Why it was fair for Apple to kick out the security researcher

Charlie Miller, a security researcher, noticed a bug in iOS a while ago that would allow apps to run unsigned code in apps. All code in apps on the App Store has to be signed or approved by Apple to ensure that it is safe for the device however Miller found a way round this in iOS 4.3 that allowed him to put dangerous code into any app. He even managed to develop an app that would fetch and run unapproved code allowing the app to do things that Apple hadn’t said it could do.

Clearly if the bug had been found by someone that wasn’t a security researcher it could have been incredibly dangerous as hackers could have used it to exploit iPhones across the world to obtain users’ credit or even credentials. The iPhone was designed to be secure and so it would clearly be a problem if people were able to do this.
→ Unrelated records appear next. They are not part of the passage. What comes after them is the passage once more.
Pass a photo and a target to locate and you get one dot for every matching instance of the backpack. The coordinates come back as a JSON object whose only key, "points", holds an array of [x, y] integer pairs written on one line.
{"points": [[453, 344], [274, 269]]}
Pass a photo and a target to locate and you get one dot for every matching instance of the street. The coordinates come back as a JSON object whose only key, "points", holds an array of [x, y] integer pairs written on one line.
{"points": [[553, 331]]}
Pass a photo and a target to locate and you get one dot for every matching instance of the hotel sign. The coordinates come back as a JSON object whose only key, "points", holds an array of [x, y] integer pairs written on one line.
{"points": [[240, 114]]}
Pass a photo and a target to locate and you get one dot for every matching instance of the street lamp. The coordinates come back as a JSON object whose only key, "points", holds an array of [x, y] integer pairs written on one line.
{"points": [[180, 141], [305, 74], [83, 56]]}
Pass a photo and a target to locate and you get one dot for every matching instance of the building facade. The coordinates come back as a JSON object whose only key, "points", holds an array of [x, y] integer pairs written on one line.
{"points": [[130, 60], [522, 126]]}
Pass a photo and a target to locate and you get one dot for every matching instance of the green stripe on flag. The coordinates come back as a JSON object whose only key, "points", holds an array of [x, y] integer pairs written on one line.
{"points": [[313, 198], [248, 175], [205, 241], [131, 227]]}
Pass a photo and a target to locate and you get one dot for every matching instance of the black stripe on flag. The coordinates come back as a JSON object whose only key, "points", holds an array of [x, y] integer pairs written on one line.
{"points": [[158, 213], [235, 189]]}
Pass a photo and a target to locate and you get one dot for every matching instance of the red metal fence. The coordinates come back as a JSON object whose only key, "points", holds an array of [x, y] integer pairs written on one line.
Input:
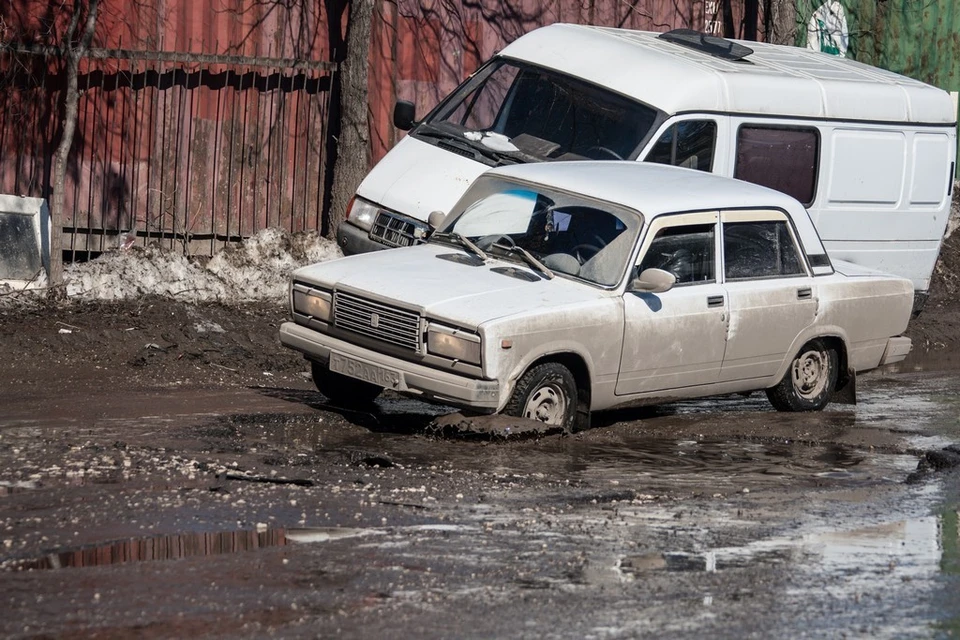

Apple removed Miller’s developer license because he had (technically) broken the license agreement by releasing the app. It is perfectly legal for them to do so because he did break the law with the app, however it would probably have been best if Miller had tested the bug before alerting Apple so that they could deal with it internally.

A similar procedure is adopted by Google and Mozilla who frequently offer bounties to developers that are able to find bugs in their open-source software. If Miller had acted in this way it would have been reasonable for Apple to offer a bounty, but because he  broke the developer agreement it makes sense he was kicked off.